I hate to be that guy, but "Raphson", not "Rhapson" (http://en.wikipedia.org/wiki/Joseph_Raphson). It's also worth noting that no one ever actually forms the inverse of H, even if H is dense. At worst you would compute some factorization of H and use that to solve for the update d.
Is it typical to interface to Newton's method via a function that computes the inverse Hessian? I've never seen that. Typically, people claim it is numerically unstable to explicitly invert the Hessian, and that it would be better for the interface to take the Hessian itself, and then call a subroutine to do a linear solve.
In practice you only need to do $H^{-1} g$; L-BFGS stores the {s_k} and {y_k} vectors which allow you to do the $H^{-1} g$ directly rather than needing to ever form the hessian or its inverse. There are techniques that aren't BFGS-based which approximate the hessian rather than the inverse and in that case you'd be better off solving.

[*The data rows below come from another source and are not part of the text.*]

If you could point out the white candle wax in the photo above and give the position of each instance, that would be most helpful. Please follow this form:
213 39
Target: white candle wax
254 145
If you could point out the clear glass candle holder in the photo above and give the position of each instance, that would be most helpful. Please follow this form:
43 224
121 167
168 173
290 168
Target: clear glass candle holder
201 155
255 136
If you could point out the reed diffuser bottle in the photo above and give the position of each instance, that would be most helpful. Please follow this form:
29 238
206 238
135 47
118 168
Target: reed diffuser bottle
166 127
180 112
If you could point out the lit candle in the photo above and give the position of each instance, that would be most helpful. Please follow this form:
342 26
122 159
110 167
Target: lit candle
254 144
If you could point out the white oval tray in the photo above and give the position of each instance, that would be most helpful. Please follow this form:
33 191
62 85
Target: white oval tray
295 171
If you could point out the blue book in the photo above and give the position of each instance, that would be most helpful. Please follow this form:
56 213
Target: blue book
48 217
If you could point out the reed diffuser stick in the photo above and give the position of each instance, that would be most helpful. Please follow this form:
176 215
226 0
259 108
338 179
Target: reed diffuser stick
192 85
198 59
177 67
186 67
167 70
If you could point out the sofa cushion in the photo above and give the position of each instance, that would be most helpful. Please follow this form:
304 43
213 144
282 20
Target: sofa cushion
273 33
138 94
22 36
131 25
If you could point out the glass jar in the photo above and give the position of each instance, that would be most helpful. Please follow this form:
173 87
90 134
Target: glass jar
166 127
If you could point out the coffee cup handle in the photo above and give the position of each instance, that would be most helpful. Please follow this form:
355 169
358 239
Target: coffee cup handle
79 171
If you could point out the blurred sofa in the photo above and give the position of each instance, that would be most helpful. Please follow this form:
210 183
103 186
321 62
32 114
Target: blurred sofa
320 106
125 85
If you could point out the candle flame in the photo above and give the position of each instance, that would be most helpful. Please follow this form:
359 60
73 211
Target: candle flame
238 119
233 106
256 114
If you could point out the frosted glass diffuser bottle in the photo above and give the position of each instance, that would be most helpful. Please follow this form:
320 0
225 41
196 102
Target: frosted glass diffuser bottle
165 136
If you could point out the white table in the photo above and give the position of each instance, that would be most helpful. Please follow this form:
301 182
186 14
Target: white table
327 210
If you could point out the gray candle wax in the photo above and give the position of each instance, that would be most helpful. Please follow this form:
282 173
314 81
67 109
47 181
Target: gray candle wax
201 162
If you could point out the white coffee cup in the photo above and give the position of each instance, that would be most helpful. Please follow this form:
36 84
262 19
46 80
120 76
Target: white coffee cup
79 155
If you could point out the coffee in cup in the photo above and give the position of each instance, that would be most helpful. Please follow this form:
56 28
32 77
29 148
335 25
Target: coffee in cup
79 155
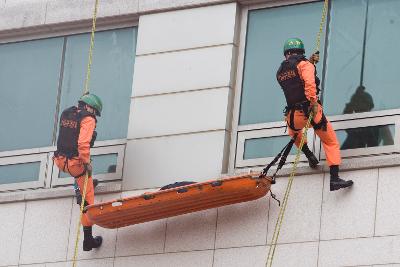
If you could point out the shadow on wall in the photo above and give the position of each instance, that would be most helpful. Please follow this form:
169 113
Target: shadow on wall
361 101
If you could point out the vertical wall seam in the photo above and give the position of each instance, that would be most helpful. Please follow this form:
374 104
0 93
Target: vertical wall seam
320 217
70 226
165 235
22 233
215 237
376 201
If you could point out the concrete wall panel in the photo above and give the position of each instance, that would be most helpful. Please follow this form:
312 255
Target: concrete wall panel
182 71
179 113
12 220
159 161
46 230
185 29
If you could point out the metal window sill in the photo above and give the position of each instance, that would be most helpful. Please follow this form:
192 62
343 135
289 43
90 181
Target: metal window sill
59 192
348 164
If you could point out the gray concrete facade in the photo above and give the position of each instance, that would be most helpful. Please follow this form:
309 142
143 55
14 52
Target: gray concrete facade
180 121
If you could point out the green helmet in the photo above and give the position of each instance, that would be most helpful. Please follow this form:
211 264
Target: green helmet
94 101
293 44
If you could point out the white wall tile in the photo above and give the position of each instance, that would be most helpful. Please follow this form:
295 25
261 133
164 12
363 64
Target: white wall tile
192 259
107 262
349 213
179 113
241 257
46 230
12 219
19 14
156 162
107 248
361 251
297 254
73 10
182 71
302 217
184 29
152 5
387 265
194 231
243 224
144 238
387 211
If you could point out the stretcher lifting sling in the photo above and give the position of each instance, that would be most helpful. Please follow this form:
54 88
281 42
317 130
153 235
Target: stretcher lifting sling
180 200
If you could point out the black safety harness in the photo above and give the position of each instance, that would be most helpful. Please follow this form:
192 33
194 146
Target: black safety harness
67 142
293 87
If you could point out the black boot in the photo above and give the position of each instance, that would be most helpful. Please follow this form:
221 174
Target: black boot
336 182
78 192
312 160
88 241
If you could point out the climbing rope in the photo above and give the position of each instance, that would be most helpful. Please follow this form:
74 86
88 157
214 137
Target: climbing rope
282 210
86 91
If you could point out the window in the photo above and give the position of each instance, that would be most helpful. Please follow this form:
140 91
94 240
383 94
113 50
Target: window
358 74
261 130
41 78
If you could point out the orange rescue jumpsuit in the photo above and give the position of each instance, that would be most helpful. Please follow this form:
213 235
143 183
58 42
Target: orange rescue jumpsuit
329 141
75 166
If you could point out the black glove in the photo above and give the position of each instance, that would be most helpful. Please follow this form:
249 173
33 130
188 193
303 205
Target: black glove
94 136
88 168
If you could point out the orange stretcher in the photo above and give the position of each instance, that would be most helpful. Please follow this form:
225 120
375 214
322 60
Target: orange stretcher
180 200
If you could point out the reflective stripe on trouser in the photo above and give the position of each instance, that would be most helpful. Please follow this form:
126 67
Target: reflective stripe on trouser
75 167
328 137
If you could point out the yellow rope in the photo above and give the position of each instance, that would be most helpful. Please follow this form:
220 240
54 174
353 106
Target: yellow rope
321 26
86 91
282 210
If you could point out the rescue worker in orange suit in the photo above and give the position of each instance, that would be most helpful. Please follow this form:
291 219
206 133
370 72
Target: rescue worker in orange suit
76 136
297 77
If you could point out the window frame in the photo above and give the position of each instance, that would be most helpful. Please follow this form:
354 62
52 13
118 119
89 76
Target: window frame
234 158
21 159
101 148
339 122
48 172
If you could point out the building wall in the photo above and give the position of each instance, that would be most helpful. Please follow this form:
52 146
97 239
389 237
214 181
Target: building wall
180 126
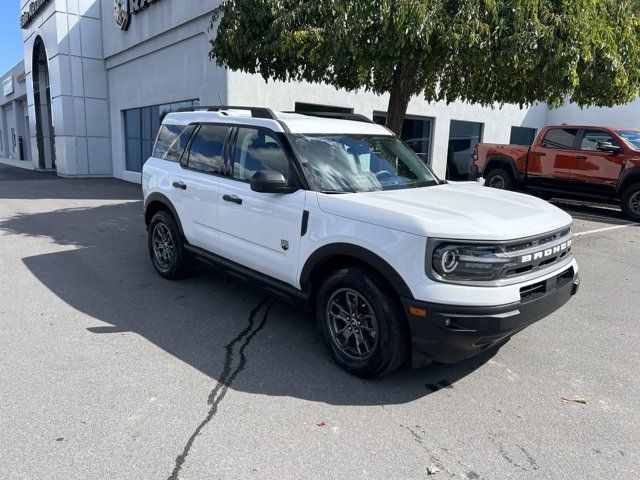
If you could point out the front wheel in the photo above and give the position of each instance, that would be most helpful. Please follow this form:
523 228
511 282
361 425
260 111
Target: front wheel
500 179
630 202
362 325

What I mean is that, if just doing regular Newton, I'm not sure I've ever seen an example using the interface you show. I think that the vast majority of Newton's method implementations pass H rather than H^-1, and get the search direction via "solve_H_g(H,g)" rather than "solve_iH_g(iH,g)". It takes cubic time to compute H^-1 from H (after which you can compute (H^-1)g) and it takes cubic time to solve for x such that H*x=g, but the rather is said to be more stable, and so preferred.
I know this is irrelevant to the main part of the post, which is to explain LBFGS, I'm just genuinely interested if there are applications where its better to pass the inverse of H rather than H itself for some reason.